Centaur was discontinued a couple of years ago although cassettes are still around. They are a step up from Veloce in finish and the use of paired sprockets. Veloce will work fine though.

No you don't need a new lockring for a 12T small cog. If you went to an 11T small cog, there is a specific lockring which comes with the cassette IME.

Exa-drive was 8-speed from the '90's. You don't have that.


----------



## CheapSkate (Feb 26, 2012)

I started off with a circa 2003 Centaur 12-25 cassette and have run various Centaur and Veloce cassettes since then right up to ones I bought this year.
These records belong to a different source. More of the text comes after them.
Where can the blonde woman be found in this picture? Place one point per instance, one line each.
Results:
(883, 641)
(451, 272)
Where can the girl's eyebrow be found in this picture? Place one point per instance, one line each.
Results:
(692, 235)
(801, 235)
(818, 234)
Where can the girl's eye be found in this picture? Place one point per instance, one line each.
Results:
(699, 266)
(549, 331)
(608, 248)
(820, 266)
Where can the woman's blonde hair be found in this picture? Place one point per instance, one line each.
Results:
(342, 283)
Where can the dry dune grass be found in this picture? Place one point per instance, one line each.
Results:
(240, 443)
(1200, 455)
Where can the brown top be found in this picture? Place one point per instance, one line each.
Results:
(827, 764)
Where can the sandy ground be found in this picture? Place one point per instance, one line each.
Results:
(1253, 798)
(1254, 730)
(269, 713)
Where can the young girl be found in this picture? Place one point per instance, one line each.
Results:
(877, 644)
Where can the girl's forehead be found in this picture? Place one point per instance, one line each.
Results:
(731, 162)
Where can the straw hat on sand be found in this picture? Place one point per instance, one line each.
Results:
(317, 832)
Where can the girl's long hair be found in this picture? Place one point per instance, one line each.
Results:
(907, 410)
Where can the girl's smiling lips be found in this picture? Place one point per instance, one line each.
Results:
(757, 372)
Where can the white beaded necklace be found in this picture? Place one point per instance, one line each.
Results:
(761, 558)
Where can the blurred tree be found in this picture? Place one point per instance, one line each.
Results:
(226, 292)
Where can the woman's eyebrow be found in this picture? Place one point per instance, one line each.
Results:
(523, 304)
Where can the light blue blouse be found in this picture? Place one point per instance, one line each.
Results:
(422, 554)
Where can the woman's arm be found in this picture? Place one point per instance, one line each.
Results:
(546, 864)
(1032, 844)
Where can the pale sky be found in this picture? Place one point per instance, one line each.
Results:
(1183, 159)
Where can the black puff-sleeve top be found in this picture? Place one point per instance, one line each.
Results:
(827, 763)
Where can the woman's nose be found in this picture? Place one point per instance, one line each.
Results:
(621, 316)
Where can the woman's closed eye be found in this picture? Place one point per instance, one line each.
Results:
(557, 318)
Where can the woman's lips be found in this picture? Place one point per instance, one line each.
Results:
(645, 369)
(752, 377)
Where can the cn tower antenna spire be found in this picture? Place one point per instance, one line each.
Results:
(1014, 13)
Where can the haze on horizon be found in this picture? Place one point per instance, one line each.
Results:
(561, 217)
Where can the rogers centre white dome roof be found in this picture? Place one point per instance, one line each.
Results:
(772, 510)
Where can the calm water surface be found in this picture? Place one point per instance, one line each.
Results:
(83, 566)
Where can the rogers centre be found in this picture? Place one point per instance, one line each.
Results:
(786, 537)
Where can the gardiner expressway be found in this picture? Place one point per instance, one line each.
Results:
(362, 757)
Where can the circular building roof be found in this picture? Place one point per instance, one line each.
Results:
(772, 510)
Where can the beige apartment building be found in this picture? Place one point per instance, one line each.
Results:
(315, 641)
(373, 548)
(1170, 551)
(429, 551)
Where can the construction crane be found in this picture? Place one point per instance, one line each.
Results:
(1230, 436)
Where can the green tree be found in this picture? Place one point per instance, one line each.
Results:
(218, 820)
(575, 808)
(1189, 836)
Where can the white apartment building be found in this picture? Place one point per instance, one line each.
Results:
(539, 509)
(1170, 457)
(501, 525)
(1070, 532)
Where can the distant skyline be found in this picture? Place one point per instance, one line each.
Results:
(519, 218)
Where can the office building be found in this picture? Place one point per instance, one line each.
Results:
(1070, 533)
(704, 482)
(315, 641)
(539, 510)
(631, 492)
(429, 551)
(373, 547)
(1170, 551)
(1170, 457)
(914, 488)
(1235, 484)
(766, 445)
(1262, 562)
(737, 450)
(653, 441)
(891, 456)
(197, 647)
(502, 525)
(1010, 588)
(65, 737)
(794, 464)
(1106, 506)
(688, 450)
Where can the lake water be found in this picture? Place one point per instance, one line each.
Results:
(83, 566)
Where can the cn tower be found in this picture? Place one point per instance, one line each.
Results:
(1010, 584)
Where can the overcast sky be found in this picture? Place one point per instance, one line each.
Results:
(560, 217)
So I don't think you'll have a compatibility problem.

Veloce and Centaur seem to shift identically. As bikerjulio says there are differences in construction but the actual teeth & ramps I think are the same.

I did not get on well with the new style 12-27 Centaur cassette (released in 2013 or similar with the "new shape" teeth on the smallest cogs). I just couldn't get it to shift properly. But to be honest I didn't spend that many weeks troubleshooting.

I've used "current model" 12-25, 13-26 and 13-29 cassettes, usually Veloce, they all shift pretty much equally well and last ages and ages.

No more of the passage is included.